Et ceux d’un inhibiteur ?

→ Contrairement aux inducteurs, les inhibiteurs sont sélectifs d’une (ou plusieurs) isoforme donnée. Ce sont le plus souvent des substrats de l’isoforme qui interagissent par inhibition compétitive avec un autre médicament métabolisé par la même isoforme.

→ Sous l’effet d’un inhibiteur de CYP, le métabolisme des autres médicaments est diminué et leur concentration plasmatique augmente donc. Leur effet et les effets indésirables sont alors majorés (sauf dans le cas des prodrogues dont l’effet est diminué). Il y a un risque de surdosage, notamment avec les médicaments à marge thérapeutique étroite (antivitamines K, dérivés ergotés, immunosuppresseurs, colchicine…). Dans certains cas, l’interaction peut être mise à profit en thérapeutique (le ritonavir ou le cobicistat sont utilisés pour booster les antirétroviraux) (voir le schéma 2).

→ Du fait de son mécanisme compétitif, l’interaction par inhibition survient rapidement. La persistance de l’interaction après arrêt de l’inhibiteur dépend de sa demi-vie.

Quelles sont les principales substances inductrices de CYP ?

Millepertuis, rifampicine, anti-épileptiques (notamment phénobarbital, phénytoïne et carbamazépine), griséofulvine, certains antirétroviraux (efavirenz, névirapine), tabac et alcool (en consommation chronique).

Et les inhibitrices ?

→ Principaux inhibiteurs du 3A4 : macrolides (sauf spiramycine), antifongiques azolés, inhibiteurs de protéase, cobicistat, amiodarone, vérapamil et diltiazem, jus de pamplemousse…

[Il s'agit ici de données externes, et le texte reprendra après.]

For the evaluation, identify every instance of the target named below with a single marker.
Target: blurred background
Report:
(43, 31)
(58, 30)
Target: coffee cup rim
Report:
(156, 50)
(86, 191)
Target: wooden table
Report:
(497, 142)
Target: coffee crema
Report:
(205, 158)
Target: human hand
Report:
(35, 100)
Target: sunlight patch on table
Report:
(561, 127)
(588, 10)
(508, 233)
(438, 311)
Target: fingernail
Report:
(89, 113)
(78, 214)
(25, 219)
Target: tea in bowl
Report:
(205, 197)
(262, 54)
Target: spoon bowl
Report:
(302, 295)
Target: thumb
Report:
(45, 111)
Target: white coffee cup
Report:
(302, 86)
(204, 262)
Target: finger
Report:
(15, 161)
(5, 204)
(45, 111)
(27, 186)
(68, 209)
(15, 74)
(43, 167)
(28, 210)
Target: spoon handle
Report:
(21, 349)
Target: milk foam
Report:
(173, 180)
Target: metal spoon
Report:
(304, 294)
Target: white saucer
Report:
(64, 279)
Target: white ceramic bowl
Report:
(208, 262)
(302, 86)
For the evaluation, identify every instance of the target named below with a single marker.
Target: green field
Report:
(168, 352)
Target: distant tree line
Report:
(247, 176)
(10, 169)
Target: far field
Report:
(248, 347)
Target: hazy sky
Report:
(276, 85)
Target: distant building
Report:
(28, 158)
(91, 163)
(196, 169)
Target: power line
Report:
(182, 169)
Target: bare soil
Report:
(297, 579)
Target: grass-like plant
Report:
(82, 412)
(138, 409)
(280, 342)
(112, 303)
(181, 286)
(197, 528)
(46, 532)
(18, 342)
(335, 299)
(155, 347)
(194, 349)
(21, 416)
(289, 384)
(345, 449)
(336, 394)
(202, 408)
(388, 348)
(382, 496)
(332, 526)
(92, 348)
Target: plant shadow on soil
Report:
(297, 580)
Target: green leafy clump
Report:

→ 2D6 : escitalopram, fluoxétine, paroxétine…

→ 2C9 : antifongiques azolés, fluvoxamine…

→ 1A2 : ciprofloxacine, norfloxacine, fluvoxamine…

Des médicaments (comme certains antirétroviraux) peuvent être inhibiteurs et inducteurs.

L’auteur déclare ne pas avoir de liens d’intérêt.

Sources :

Le cytochrome P450 en bref, Petit manuel de pharmacovigilance et pharmacologie clinique, Prescrire, 2011.

Agence nationale de sécurité du médicament et des produits de santé (ANSM), « Interactions médicamenteuses et cytochromes » (consulter le lien bit.ly/ANSM_Interactions). Société chimique de France, « Cytochrome P450 » (consulter le lien bit.ly/SCF_CYP450). Guegen Y, Ferrari L, Mouzat K, Tissandie E, « Les cytochromes P450 : métabolisme des xénobiotiques, régulation et rôle en clinique », Ann. Biol. Clin. 2006, 64 (6). Collège national de pharmacologie médicale, « Risques des médicaments - Interactions pharmacocinétiques » (consulter le lien bit.ly/Interactions_Pharmacocinetiques).